[Date Prev][Date Next][Thread Prev][Thread Next][Date Index][Thread Index]

Re: STRING subsequencing functions, etc



    Date: 12 February 1981 2335-EST (Thursday)
    From: Guy.Steele at CMU-10A
    I observe that as a general rule string functions specifying substrings
    use a start position and end position on the LISP Machine, but in NIL
    theytake a start position and a count. . . .   LM has
    SUBSTRING and NIL has STRING-SUBSEQ, etc.
This "general rule" is a false cognate -- NIL compatibly has all the LISPM 
string-specific functions except NSUBSTRING (yes, I'm aware that this
wasn't mentioned in MC:NIL;NEWFUN > -- that document is a bit out-of-date,
and for that past year we've been coding so much that there seems to be
little interest in keeping it fully up-to-date.)  In addition, there are all
the newly-invented generic sequence functions, whose names don't "cross 
paths" with the LISPM names;  it is the latter series which has the PL/I
convention for substring denotation.  Thus, STRING-SUBSEQ is just SUBSEQ 
restricted to STRINGs, and differs from SUBSTRING only in the way
of specifying the substring length.

    I think LM has STRING-EQUAL and NIL has STRING-EQUALP, .  .  .

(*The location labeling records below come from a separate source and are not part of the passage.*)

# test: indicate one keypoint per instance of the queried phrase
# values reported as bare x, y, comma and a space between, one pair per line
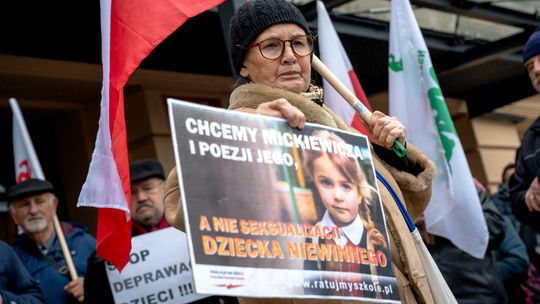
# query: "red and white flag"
130, 30
26, 162
335, 58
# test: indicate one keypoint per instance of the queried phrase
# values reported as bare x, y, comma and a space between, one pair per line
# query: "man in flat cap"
147, 179
147, 190
32, 205
524, 184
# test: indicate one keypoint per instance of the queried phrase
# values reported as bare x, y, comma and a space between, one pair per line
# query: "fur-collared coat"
414, 190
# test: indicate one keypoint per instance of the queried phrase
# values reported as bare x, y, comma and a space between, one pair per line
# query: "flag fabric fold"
416, 99
335, 58
26, 162
130, 30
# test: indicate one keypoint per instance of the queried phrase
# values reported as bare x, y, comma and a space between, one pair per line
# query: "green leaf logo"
443, 120
394, 65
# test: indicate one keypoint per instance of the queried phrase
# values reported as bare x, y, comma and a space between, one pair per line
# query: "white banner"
159, 270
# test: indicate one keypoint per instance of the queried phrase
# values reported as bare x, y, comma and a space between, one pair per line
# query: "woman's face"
339, 195
288, 72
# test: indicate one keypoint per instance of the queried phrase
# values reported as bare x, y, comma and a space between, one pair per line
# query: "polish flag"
130, 30
335, 58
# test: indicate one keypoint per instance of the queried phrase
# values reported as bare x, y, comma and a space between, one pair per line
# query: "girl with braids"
344, 191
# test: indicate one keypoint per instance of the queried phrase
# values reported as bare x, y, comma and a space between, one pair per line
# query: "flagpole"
36, 167
353, 101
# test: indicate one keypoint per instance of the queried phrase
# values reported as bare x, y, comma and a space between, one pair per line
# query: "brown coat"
415, 191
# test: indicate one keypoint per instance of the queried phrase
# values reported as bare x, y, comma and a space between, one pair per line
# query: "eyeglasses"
146, 189
273, 48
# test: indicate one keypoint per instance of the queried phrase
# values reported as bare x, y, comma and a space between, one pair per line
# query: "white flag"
26, 161
333, 55
416, 99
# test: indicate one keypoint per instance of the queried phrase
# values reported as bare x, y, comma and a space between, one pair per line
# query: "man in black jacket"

I don't think NIL has STRING-EQUALP really;  it does have STRING-EQUAL
just as on the LISPM.  For a long time, there has been a lobbying effort 
here (and I believe from you too, GLS) to insure that EQUAL doesn't use
this "friendly function" when applied to strings -- EQUAL shouldn't 
ignore case.  The NIL function which is almost equivalent to the
case-sensitive comparison is STRING-MISMATCHQ.
    If that's not enough, the function STRING does different things
    on the two machines (though I think they could be merged compatibly).
There isn't a definition for STRING in NIL yet -- but there is
TO-STRING, which does essentially the same thing;  in fact there are
a bunch of other functions TO-<mumble>, for various values of <mumble>,
and these were discussed about a year ago under the notion of 
"Coercion functions".  One bad feature of the LISPM definition for
STRING is that it is not symmetric with the function LIST, VECTOR etc
which take n arguments and compose them into a list, vector, etc
respectively;  by this analogy, one would think that 
    (STRING ~A #/b 67. 'D)
should yield "AbCD"


NIL's decision to use a COUNT indicator for sub-sequences, rather than
and BOUNDARY was influenced partly by other languages and partly by
the format of some existing machine instructions which take a COUNT -- 
e.g., all the string instructions on the VAX take an operand which is 
a "length count", and the move-characters instruction of the 370 also
does this.  Thus, STRING-SEARCHQ could be open-coded for the VAX
using the MATCHC instruction, but STRING-SEARCH (as defined in the LISPM)
would require the BOUNDARY/COUNT patch-up at all usages.  As it 
happens, since the LISPM definition for STRING-SEARCH used to use
a case-ignoring comparison, it couldn't have been open-coded anyway.